No empieces con buen pie

No quieren los gitanos buenos principios para sus hijos. –Refrán español

No conozco el origen del refrán ni si es verdad lo que expresa sobre las creencias de los gitanos; pero como muchos refranes apunta en una dirección que vale la pena explorar.

¿Por qué no querríamos empezar bien? ¿O por qué querríamos levantarnos o comenzar algo con el pie izquierdo?

La historia de César Rodríguez

Robert Greene en su libro ‘Mastery‘ cuenta la historia de un piloto de combate americano, César Rodríguez,  que cuando comenzó el programa de instrucción de pilotos no estaba entre los mejores, los golden boys, los que tienen don o como dicen en inglés “los naturales“. Imáginate a Maverick (Tom Cruise) o Iceman (Val Kilmer) en Top Guna estos, el aprendizaje les resulta fácil, captan los procedimientos a la primera, sin esfuerzo, y desde el principio están en las primeras posiciones.

top_gun_trailer

Para los chicos de oro todo es fácil… y esa es su maldición.

Para el resto, el aprendizaje es arduo, sometido a mesetas en las que no avanzan o parecen haber alcanzado sus  límites. En el caso de nuestro piloto fue así; desde el comienzo del entrenamiento se encontró entre los últimos puestos, a punto de  ser expulsado del entrenamiento.

Pero él había sido un buen deportista en el instituto y conocía las virtudes del esfuerzo y de la práctica regular; y por eso perseveró.

No hace falta que siga, ya os imagináis el fin de la historia; en el entrenamiento fue escalando posiciones hasta acabar en el puesto tercero, junto a los golden boys, no sin antes mucho sacrificio. En la guerra del golfo, en la operación Tormenta del desierto, y en posteriores acciones bélicas en Kosovo derribó más aparatos enemigos que ningún otro piloto en la aviación americana de las últimas décadas, lo que le valió el apelativo de “El último as americano”. Sobrepasó en rendimiento a cualquiera de los golden boys.

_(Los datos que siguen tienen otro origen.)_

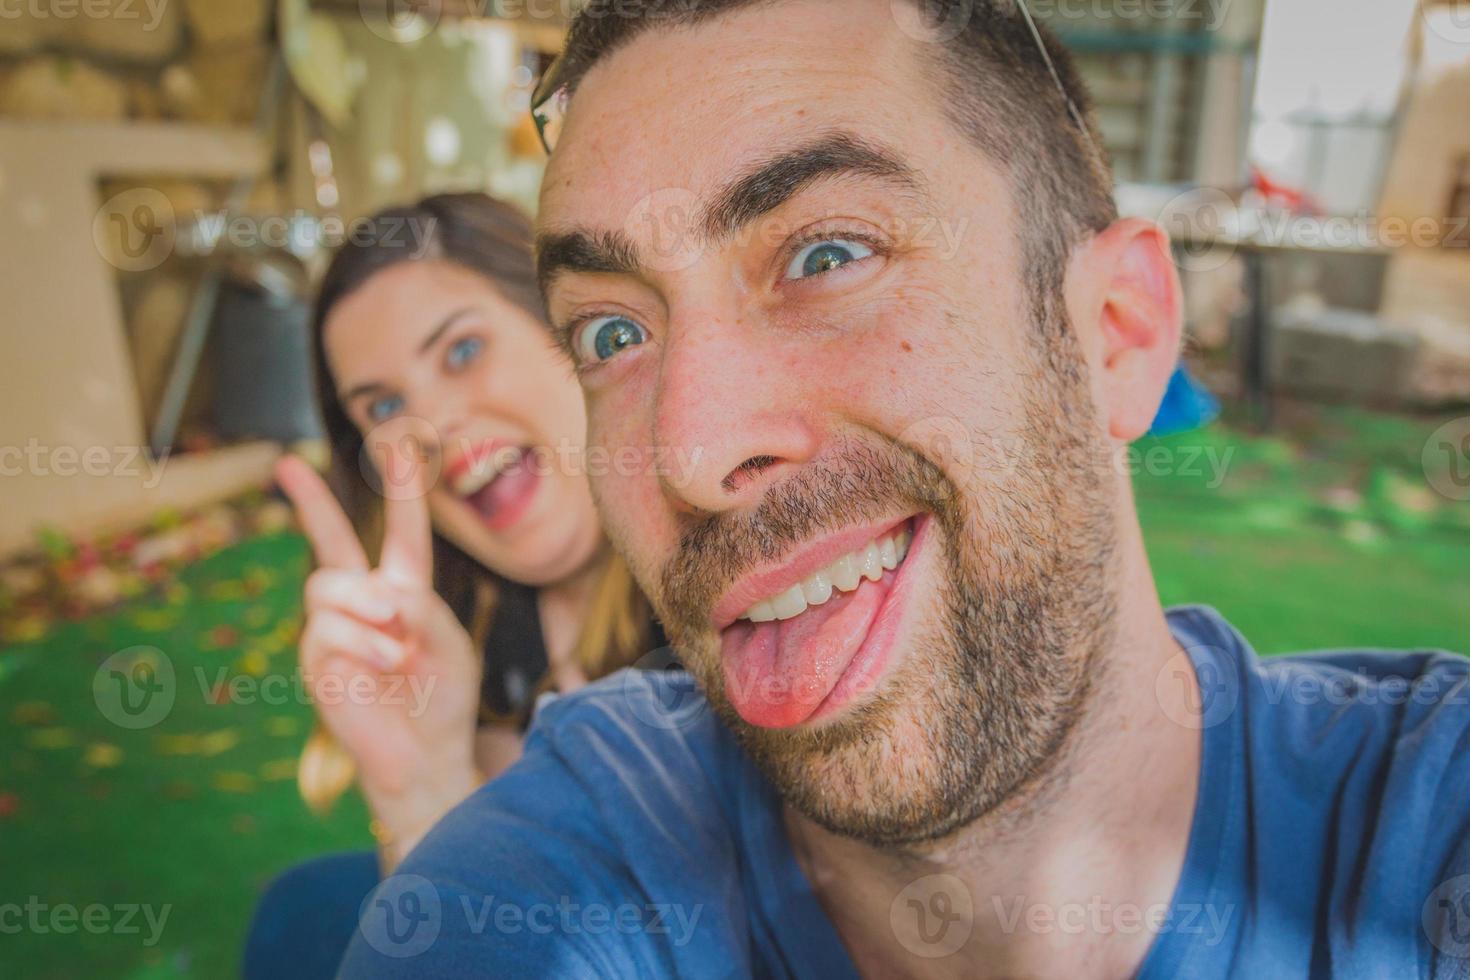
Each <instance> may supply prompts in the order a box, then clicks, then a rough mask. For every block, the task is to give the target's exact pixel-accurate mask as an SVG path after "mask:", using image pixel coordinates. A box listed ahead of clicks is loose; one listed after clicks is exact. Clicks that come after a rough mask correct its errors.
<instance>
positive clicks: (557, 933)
mask: <svg viewBox="0 0 1470 980" xmlns="http://www.w3.org/2000/svg"><path fill="white" fill-rule="evenodd" d="M703 912H704V905H703V904H695V905H685V904H681V902H642V904H637V902H622V904H617V905H609V904H604V902H581V901H575V899H573V898H572V896H569V895H562V896H559V898H556V899H554V901H537V902H514V901H507V899H504V898H498V896H495V895H482V896H469V895H460V896H459V901H457V902H454V904H450V905H447V904H445V902H444V901H442V898H441V896H440V892H438V889H437V887H435V886H434V883H432V882H431V880H428V879H425V877H422V876H417V874H392V876H390V877H388V879H385V880H384V882H382V883H381V884H379V886H378V887H376V889H373V890H372V893H370V895H369V896H368V898H366V899H363V904H362V908H360V911H359V918H357V929H359V932H360V933H362V936H363V939H365V940H366V942H368V945H369V946H372V948H373V949H376V951H378V952H379V954H382V955H385V956H392V958H395V959H406V958H410V956H417V955H420V954H423V952H425V951H428V949H429V948H431V946H432V945H434V942H435V940H437V939H438V937H440V934H441V932H442V930H444V927H445V924H447V917H450V915H456V917H459V920H460V921H462V923H463V932H465V933H467V934H470V936H484V934H487V933H488V932H497V933H501V934H506V936H514V934H520V933H531V934H534V936H551V934H557V936H579V934H585V936H606V934H610V933H619V934H625V936H632V934H650V936H666V937H667V942H670V943H673V945H675V946H678V948H684V946H686V945H688V943H689V942H691V940H692V939H694V933H695V930H697V929H698V923H700V917H701V915H703ZM460 921H454V923H448V924H451V926H459V924H460Z"/></svg>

Qué ventaja tienen los que empiezan mal o con dificultades

Rodríguez, según avanzaba en su carrera, notó una brecha respecto a los presuntos naturales: el esfuerzo adicional que tuvo que hacer le permitió desarrollar habilidades de concentración que ninguno de los otros pilotos tuvo necesidad de cultivar; simplemente no las necesitaron puesto que todo les venía fácil y los resultados eran excelentes. Cuando más adelante las cosas se pusieron difíciles, carecían de la excepcional capacidad de esforzarse y de centrar la atención que César Rodríguez  había desarrollado a lo largo de los años.

Quizá las dificultades, especialmente las iniciales, sean una bendición disfrazada, y podamos reenmarcarlas como una forma especialmente útil de proporcionarnos un entrenamiento emocional y mental de calidad excepcional. Seguramente, también estas dificultades iniciales nos hagan más conscientes de nuestras limitaciones y sean un buen antídoto contra la grandiosidad o la soberbia que amenazan a cualquier persona que alcanza  resultados extraordinarios.

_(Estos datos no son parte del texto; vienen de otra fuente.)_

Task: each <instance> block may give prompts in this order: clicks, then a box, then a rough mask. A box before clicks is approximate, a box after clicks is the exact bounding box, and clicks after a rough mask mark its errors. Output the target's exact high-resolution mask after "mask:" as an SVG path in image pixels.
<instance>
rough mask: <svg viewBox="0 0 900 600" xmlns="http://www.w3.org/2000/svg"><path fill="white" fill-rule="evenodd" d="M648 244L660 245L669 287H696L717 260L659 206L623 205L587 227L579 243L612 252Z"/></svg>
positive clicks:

Haber sufrido a lo largo del camino y haber sentido que has tenido que ganar cada pequeño éxito pagando un precio, nos permite desarrollar una mentalidad de crecimiento, nos hace estar mucho más en guardia y desarrollar un agudo sentido de la realidad: la de nuestras limitaciones actuales y la del esfuerzo necesario para superarlas.

7 pensamientos en “No empieces con buen pie

  1. Alice

    A veces… Empezar con un ‘buen pie’ es como ganar en la maquina tragaperras el primer premio, a la primera… a veces…

    Responder
  2. Alberto Antonio

    Amigo homo Minimus, como suscriptor de tu blog, si lo tienes a bien me gustaría tener el ejemplar del libro que has traducido de Leo Babauta, luego te hago retuit a la recepción, pero es que soy alérgico a autorizar el uso de mi cuenta de twitter. Un abrazo si me lo mandas como si no lo mandas. Alberto Antonio “Ávalon” @nuevogladiador

    Para leer mi blog La tribuna de Ávalon

    Para leer mi blog Asamblea de reflexión

    El 10 de mayo de 2014, 14:02, Homo Minimus

    Responder
    1. Homo Minimus Autor de la entrada

      Por supuesto, amigo, faltaría más. Te envío los dos libros de Babauta que he traducido y mi panfleto. No tienes que retuitear ni nada parecido.
      Un abrazo.

      Responder
  3. cereza

    Buenos pies derechos y morir de exito fue todo uno. A tropezar con gracia se ha dicho.
    Veremos…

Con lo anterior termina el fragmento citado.